Na possibilidade, mesmo que incerta, de ver esta proposta aprovada pela ONU, Portugal devia estar a preparar com devido cuidado o seu futuro pós-extensão. Ao invés, os papalvos do costume, os de cá e os de lá, apenas sabem reafirmar a importância do mar no futuro pós-crise, cujo fim não se vislumbra, mantendo os portugueses quase afogados neste marasmo de austeridade. A desculpa conjuntural do contexto económico desfavorável não serve para justificar a falta de visão que teima em moldar o pensamento dos nossos estrategas políticos.
Em resumo, com a extensão da sua soberania marítima, Portugal ficará com acesso a um manancial de riqueza submarina extraordinário. Neste volume incluem-se, certamente, recursos energéticos importantes que podem contribuir decisivamente para a limitação da dependência energética portuguesa, assim se saibam criar, desde já, condições para a sua exploração sustentada e sustentável. Refiro-me concretamente aos hidratos de metano. Este tipo de combustível fóssil diferente dos tradicionais, habitualmente conhecido por "gelo inflamável", é uma formação gélida na qual as moléculas de água "aprisionam" gás de metano devido às enormes pressões submarinas. A propósito desta promissora fonte energética veja-se o exemplo do Japão, que não obstante ser a terceira economia mundial, sofre de uma assinalável dependência energética do exterior. Neste país insular, uma equipa de cientistas conseguiu, em março, extrair de forma controlada gás de um depósito submarino de hidratos de metano. Desde que são conhecidas as reservas em águas nipónicas, a investigação e desenvolvimento neste domínio acelerou. Agora que parecem definitivamente provadas reservas para 100 anos de consumo energético do Japão, a investigação entra no domínio da segurança ambiental. O país desenvolve neste momento tecnologia que é capaz de extrair o gás natural (metano) sem destruir a estrutura de gelo, evitando, assim, fugas não controladas. Este pormenor é determinante pois o metano uma vez libertado para a atmosfera é muito mais nocivo do que o CO2. 

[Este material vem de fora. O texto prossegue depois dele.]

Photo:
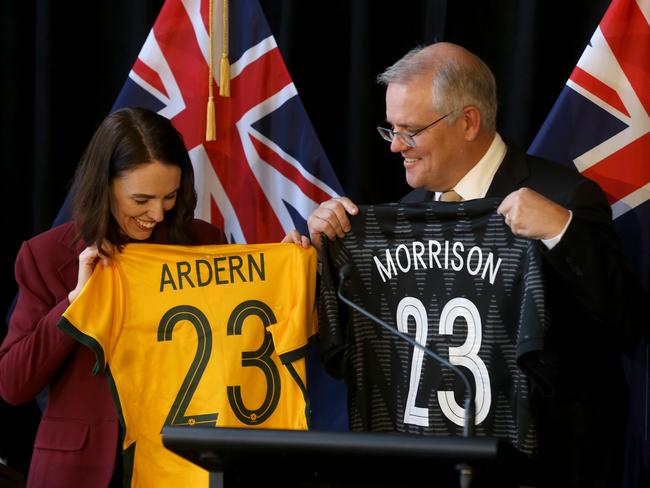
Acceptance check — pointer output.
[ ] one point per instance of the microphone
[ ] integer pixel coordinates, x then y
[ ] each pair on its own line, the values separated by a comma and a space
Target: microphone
468, 422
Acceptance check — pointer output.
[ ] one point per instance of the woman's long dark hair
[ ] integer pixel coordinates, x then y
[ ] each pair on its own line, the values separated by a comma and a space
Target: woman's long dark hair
126, 139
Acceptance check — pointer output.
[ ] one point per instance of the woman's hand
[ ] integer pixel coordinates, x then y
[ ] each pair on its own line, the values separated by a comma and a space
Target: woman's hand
297, 238
88, 259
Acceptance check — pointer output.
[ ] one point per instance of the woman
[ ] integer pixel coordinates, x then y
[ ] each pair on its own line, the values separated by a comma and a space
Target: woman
134, 183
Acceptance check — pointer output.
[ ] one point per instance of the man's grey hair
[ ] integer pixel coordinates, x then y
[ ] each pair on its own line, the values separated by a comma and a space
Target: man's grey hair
458, 81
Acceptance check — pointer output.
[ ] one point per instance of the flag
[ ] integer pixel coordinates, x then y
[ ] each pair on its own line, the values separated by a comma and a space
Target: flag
600, 125
266, 170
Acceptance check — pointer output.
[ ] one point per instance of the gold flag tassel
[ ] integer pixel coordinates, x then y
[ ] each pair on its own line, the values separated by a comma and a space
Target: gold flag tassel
210, 125
224, 79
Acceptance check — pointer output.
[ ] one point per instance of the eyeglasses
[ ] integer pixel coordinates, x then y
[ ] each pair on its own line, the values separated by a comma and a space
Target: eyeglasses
407, 137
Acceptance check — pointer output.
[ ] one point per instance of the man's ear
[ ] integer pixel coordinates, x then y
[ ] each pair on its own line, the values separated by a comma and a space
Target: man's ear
471, 120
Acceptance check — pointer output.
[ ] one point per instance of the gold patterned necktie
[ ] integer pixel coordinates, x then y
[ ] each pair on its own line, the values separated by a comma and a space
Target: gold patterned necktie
450, 196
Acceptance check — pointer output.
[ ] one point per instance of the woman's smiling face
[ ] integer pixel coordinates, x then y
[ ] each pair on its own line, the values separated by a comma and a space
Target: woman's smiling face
140, 197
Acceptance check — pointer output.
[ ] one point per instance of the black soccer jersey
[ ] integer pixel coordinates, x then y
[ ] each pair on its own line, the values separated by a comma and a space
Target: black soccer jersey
453, 277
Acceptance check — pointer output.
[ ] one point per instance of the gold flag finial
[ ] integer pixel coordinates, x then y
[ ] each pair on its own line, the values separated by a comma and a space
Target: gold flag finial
224, 79
210, 125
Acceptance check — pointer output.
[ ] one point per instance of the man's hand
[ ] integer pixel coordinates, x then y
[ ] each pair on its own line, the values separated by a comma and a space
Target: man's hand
297, 238
88, 259
529, 214
331, 219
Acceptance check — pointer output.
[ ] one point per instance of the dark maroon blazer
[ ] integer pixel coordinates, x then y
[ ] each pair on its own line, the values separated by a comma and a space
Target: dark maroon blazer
76, 442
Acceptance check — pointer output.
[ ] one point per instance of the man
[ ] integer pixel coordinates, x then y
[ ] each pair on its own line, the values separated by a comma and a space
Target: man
441, 104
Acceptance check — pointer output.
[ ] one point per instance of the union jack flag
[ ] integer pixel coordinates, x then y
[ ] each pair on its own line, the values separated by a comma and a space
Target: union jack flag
266, 171
601, 125
600, 122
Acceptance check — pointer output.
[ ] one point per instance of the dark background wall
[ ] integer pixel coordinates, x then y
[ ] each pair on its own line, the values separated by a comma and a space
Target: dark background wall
59, 77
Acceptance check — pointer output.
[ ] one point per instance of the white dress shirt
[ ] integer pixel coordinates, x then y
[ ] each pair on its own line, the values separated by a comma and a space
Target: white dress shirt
476, 182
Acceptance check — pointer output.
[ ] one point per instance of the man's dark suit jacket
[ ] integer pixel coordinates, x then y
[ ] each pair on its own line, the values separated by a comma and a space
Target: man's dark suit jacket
594, 300
77, 438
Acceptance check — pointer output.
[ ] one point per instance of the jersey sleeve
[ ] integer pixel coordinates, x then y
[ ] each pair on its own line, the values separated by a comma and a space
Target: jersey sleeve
331, 320
533, 354
91, 318
292, 332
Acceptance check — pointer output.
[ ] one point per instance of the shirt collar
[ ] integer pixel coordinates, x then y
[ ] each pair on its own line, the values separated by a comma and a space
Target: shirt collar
476, 182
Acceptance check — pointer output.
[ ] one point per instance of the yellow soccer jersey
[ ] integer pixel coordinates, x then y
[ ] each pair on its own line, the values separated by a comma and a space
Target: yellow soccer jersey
199, 335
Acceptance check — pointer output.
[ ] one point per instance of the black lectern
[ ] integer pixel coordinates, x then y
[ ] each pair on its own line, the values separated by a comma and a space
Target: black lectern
288, 458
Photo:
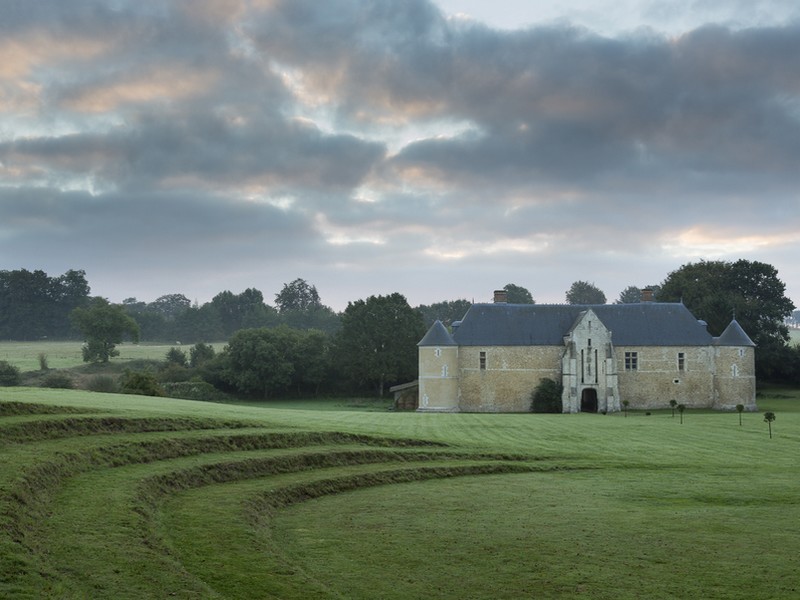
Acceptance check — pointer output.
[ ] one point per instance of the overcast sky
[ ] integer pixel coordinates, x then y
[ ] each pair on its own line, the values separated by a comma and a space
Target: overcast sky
437, 149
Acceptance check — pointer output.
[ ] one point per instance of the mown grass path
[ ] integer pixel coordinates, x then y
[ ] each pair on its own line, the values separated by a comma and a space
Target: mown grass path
107, 496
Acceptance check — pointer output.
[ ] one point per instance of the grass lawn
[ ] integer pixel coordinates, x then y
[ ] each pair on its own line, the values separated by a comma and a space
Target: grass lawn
64, 355
111, 496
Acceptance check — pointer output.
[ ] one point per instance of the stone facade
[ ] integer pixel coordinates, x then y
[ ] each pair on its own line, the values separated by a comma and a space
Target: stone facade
602, 355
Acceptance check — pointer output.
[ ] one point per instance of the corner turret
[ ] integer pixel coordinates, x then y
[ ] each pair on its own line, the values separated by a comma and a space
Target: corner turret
438, 371
735, 378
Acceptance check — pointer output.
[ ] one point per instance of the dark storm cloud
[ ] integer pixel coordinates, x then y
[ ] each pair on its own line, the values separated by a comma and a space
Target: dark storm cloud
556, 102
369, 141
203, 147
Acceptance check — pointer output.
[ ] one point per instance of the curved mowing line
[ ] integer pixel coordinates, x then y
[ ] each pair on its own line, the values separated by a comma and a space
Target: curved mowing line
30, 494
23, 556
8, 409
246, 532
26, 503
32, 431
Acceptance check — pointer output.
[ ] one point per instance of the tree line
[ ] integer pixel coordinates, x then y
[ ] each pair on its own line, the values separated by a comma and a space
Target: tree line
361, 343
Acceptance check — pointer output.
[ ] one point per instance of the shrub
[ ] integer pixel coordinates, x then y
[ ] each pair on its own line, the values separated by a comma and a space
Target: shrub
546, 398
102, 383
174, 372
9, 374
58, 379
141, 383
195, 390
200, 353
176, 356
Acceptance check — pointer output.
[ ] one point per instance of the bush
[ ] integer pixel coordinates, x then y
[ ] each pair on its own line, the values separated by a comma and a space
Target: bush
58, 379
174, 372
200, 353
546, 398
176, 356
195, 390
143, 384
9, 374
102, 383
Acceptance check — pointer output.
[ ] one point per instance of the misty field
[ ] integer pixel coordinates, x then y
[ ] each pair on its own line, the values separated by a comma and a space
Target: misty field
113, 496
65, 355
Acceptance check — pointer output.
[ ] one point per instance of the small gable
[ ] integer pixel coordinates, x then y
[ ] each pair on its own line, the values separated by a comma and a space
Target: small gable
437, 336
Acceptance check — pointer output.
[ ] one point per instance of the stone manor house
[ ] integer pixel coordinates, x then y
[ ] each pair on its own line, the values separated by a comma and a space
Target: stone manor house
647, 353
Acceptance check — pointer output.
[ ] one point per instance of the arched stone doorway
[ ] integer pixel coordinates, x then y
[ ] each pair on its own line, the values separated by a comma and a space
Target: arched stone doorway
589, 400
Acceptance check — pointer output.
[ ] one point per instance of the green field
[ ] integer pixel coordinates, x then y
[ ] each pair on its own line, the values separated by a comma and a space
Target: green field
63, 355
114, 496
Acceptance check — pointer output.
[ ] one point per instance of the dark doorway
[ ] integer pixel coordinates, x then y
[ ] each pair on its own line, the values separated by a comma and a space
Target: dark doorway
589, 400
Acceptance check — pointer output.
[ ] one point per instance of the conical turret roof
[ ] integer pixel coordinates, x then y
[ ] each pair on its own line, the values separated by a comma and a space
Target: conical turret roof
734, 335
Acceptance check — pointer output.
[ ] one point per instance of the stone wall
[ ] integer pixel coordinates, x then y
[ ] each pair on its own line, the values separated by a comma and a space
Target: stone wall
510, 376
659, 380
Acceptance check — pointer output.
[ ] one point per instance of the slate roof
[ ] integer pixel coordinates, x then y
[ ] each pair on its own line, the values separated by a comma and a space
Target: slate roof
437, 336
642, 324
734, 335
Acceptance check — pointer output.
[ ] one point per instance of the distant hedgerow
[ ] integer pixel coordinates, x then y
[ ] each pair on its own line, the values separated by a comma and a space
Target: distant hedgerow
138, 382
103, 383
58, 379
9, 374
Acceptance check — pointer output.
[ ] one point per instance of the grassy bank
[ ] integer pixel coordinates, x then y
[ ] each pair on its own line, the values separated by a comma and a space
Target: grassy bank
109, 496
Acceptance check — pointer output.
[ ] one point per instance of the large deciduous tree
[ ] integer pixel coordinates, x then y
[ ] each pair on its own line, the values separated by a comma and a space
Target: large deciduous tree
243, 311
260, 360
516, 294
583, 292
34, 306
297, 295
633, 294
750, 291
266, 362
377, 345
299, 306
103, 326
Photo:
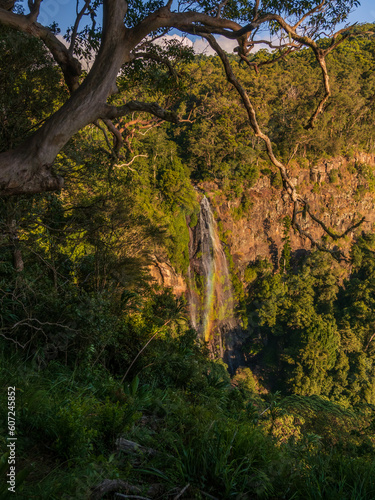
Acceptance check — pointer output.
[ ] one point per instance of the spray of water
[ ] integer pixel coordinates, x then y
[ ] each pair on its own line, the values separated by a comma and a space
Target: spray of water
211, 310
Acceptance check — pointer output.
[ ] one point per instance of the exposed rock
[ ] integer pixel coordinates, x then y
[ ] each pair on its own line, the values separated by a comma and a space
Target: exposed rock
165, 275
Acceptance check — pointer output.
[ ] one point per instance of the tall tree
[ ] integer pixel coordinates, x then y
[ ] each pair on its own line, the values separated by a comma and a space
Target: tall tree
126, 35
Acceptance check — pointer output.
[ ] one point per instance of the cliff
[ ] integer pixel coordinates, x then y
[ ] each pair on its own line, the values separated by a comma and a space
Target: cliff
340, 191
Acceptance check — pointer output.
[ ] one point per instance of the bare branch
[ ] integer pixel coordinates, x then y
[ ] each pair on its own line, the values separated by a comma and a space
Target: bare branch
76, 25
153, 108
34, 7
131, 161
288, 185
154, 57
70, 66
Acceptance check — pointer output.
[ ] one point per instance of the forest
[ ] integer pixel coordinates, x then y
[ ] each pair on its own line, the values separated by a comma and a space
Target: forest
115, 393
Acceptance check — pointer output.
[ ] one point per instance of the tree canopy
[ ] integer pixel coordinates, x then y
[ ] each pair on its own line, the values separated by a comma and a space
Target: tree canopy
124, 36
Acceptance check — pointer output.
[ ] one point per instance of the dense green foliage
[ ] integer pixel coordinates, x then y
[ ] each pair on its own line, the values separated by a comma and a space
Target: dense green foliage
97, 351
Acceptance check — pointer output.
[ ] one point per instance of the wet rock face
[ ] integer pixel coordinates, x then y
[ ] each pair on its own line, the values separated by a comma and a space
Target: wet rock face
340, 191
165, 275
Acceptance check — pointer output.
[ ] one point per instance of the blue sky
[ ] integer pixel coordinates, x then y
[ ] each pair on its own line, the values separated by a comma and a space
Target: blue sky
63, 12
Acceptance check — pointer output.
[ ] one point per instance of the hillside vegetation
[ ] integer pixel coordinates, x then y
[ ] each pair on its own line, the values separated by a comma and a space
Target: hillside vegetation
99, 354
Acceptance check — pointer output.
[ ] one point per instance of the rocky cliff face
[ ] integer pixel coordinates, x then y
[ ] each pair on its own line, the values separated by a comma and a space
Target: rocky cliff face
340, 191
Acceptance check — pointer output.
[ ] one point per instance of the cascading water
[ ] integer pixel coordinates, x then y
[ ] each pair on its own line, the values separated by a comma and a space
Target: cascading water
211, 300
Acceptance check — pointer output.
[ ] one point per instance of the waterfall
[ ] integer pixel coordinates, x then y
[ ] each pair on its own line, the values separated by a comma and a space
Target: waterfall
211, 301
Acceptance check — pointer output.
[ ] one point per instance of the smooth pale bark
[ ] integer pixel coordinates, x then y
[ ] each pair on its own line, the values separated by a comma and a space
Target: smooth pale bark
29, 168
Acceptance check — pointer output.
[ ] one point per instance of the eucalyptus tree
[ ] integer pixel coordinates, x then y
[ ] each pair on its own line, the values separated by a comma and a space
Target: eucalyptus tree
127, 30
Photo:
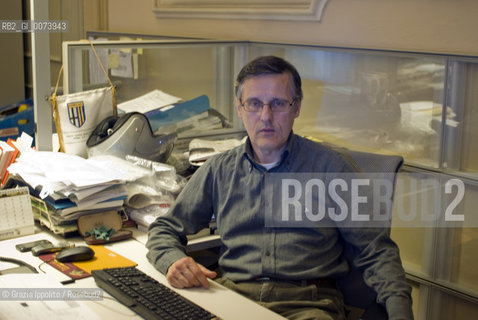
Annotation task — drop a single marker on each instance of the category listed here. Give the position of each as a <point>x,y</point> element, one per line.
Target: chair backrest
<point>356,293</point>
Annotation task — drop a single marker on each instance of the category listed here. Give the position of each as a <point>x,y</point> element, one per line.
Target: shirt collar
<point>285,157</point>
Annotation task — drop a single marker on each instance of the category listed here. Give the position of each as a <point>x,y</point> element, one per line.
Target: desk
<point>224,303</point>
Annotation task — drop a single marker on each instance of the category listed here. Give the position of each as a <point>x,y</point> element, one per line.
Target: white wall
<point>447,26</point>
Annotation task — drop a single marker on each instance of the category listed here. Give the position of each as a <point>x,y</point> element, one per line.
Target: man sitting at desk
<point>292,271</point>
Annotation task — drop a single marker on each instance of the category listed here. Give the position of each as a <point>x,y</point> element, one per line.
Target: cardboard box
<point>17,118</point>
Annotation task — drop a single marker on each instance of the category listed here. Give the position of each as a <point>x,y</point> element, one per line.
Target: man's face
<point>268,131</point>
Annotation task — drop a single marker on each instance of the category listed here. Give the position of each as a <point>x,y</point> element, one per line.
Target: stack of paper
<point>72,186</point>
<point>200,149</point>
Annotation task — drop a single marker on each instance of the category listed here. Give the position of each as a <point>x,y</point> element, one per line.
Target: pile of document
<point>72,186</point>
<point>167,113</point>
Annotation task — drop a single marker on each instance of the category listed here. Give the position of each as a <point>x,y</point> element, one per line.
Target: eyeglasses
<point>276,105</point>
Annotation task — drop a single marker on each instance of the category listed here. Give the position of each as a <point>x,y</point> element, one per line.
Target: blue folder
<point>181,111</point>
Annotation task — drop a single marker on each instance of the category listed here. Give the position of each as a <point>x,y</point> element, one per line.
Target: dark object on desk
<point>80,253</point>
<point>129,134</point>
<point>90,227</point>
<point>23,267</point>
<point>49,248</point>
<point>28,246</point>
<point>146,296</point>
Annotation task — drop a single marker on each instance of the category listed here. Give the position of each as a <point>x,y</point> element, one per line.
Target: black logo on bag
<point>76,113</point>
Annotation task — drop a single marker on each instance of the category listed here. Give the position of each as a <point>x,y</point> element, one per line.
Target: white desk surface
<point>222,302</point>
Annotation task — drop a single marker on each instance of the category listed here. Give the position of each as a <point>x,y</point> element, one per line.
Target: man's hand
<point>186,273</point>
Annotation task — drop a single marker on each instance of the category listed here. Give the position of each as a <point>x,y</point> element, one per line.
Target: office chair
<point>358,297</point>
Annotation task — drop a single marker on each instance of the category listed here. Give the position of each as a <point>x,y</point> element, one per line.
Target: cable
<point>18,262</point>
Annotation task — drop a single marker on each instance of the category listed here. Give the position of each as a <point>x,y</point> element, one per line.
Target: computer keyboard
<point>146,296</point>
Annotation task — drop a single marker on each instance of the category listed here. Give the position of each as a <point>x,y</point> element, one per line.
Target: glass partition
<point>418,105</point>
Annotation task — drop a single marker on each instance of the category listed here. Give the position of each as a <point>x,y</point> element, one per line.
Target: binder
<point>16,215</point>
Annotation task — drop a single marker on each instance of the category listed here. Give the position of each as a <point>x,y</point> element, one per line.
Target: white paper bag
<point>78,114</point>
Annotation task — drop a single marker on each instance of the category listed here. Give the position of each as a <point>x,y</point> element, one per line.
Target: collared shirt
<point>231,187</point>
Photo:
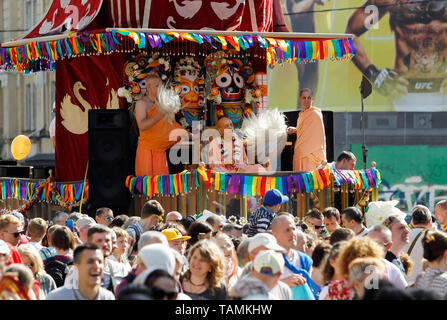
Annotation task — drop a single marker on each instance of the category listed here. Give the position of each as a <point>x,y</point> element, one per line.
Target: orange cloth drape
<point>152,145</point>
<point>310,145</point>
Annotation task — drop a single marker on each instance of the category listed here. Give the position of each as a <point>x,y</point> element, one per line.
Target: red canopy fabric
<point>73,15</point>
<point>230,15</point>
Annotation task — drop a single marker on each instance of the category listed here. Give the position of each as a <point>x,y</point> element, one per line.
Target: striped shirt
<point>433,279</point>
<point>260,221</point>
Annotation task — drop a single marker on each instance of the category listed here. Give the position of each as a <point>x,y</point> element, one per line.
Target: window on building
<point>28,115</point>
<point>28,14</point>
<point>34,12</point>
<point>34,107</point>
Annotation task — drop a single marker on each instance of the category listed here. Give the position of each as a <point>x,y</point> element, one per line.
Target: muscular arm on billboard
<point>304,5</point>
<point>386,81</point>
<point>357,25</point>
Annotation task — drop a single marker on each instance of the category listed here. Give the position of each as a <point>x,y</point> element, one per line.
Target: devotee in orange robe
<point>310,145</point>
<point>154,133</point>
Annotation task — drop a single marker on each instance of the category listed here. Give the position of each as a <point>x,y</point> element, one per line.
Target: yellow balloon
<point>20,147</point>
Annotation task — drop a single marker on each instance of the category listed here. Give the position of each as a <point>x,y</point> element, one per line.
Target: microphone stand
<point>365,91</point>
<point>362,122</point>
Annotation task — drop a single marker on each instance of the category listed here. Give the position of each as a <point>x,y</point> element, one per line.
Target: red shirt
<point>14,256</point>
<point>24,239</point>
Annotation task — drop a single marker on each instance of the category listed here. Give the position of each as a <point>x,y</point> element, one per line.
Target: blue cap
<point>273,197</point>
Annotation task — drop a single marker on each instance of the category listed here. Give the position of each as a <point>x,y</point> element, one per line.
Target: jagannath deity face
<point>189,91</point>
<point>234,113</point>
<point>231,86</point>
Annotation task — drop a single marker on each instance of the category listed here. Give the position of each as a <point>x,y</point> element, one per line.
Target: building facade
<point>26,100</point>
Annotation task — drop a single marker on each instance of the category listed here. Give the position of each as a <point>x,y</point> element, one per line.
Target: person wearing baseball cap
<point>83,224</point>
<point>258,244</point>
<point>267,268</point>
<point>260,219</point>
<point>176,239</point>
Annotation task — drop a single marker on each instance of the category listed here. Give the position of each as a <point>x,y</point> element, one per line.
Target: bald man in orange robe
<point>310,145</point>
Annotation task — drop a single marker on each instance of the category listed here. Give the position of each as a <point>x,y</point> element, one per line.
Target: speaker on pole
<point>109,159</point>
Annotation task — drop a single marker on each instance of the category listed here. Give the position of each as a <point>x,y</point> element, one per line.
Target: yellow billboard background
<point>339,81</point>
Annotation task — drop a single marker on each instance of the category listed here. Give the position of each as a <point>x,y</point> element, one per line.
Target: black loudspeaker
<point>109,159</point>
<point>291,120</point>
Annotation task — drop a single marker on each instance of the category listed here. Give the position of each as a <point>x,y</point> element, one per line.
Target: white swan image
<point>47,26</point>
<point>223,9</point>
<point>188,9</point>
<point>75,118</point>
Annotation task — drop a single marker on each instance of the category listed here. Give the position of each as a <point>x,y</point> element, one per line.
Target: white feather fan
<point>168,102</point>
<point>266,132</point>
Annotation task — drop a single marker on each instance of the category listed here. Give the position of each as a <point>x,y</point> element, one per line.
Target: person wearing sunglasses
<point>10,234</point>
<point>161,285</point>
<point>10,229</point>
<point>310,145</point>
<point>314,220</point>
<point>104,216</point>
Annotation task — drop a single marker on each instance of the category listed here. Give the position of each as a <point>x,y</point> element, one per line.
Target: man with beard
<point>89,261</point>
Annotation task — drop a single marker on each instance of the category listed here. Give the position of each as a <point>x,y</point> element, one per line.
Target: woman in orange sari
<point>154,133</point>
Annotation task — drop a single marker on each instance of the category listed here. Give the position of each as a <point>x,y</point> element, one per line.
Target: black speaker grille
<point>109,157</point>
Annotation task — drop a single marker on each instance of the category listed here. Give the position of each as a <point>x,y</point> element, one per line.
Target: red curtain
<point>81,84</point>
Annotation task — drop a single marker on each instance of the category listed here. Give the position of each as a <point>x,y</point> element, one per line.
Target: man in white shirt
<point>420,221</point>
<point>283,229</point>
<point>89,261</point>
<point>352,218</point>
<point>37,228</point>
<point>345,161</point>
<point>114,271</point>
<point>383,236</point>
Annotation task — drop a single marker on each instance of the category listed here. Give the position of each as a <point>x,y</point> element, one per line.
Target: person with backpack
<point>57,266</point>
<point>151,215</point>
<point>421,220</point>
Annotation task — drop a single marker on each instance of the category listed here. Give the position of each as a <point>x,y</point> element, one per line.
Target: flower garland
<point>65,195</point>
<point>42,55</point>
<point>246,185</point>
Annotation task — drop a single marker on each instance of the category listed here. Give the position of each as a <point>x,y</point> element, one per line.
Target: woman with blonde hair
<point>365,273</point>
<point>205,277</point>
<point>32,259</point>
<point>120,253</point>
<point>233,271</point>
<point>355,248</point>
<point>435,252</point>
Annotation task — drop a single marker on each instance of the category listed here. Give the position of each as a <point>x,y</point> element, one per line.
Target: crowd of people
<point>328,255</point>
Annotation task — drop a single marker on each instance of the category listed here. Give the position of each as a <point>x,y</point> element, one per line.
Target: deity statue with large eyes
<point>188,81</point>
<point>230,87</point>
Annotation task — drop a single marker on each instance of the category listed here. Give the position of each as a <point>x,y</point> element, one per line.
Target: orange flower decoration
<point>214,91</point>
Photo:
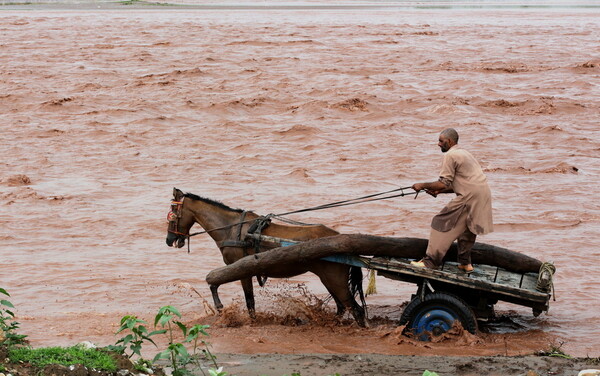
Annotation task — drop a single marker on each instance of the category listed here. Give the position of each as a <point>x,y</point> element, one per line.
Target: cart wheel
<point>435,315</point>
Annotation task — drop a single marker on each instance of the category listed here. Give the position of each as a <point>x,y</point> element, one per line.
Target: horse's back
<point>299,233</point>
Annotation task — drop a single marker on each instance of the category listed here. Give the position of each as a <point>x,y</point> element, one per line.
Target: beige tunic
<point>461,172</point>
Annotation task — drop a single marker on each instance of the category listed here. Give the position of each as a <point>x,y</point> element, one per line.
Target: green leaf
<point>164,319</point>
<point>155,332</point>
<point>128,338</point>
<point>182,327</point>
<point>165,354</point>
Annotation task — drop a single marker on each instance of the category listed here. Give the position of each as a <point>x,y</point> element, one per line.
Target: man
<point>469,214</point>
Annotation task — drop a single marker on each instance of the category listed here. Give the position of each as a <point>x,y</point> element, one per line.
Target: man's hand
<point>432,193</point>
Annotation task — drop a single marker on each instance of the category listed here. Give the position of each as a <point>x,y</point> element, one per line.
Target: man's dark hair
<point>450,133</point>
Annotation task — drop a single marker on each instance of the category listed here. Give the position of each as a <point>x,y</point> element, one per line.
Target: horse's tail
<point>355,284</point>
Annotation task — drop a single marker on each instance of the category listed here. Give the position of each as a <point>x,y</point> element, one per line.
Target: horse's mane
<point>211,202</point>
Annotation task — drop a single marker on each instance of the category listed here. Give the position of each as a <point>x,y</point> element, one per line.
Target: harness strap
<point>234,243</point>
<point>239,243</point>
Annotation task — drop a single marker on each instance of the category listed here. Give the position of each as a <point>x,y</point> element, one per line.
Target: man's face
<point>444,144</point>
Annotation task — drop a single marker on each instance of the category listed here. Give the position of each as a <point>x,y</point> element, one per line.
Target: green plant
<point>177,353</point>
<point>135,339</point>
<point>66,356</point>
<point>8,327</point>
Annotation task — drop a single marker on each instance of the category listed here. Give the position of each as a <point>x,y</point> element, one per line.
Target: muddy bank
<point>373,364</point>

Não deixa de ser curioso que o ex-ministro da economia numa das suas últimas entrevistas relacionadas com questões energéticas, quando questionado sobre esta questão dos hidratos de metano e do seu potencial, pareceu desconhecer o tema ou simplesmente não lhe deu importância nenhuma mudando de assunto com a subtileza própria de quem não sabe ou não quer saber. Resta saber o que pensará deste tema o titular da nova pasta do Ambiente, Ordenamento do Território e Energia (MAOTE) que nasceu da desagregação do super-ministério MAMAOT na sequência da remodelação governamental recente.
Este é um tema estrategicamente relacionado com a extensão da nossa plataforma continental e com a tão apregoada “economia do mar”. Temos excelentes e antigas relações com o Japão. Não seria de estabelecer, já, uma agenda de cooperação estratégica entre os dois países neste domínio?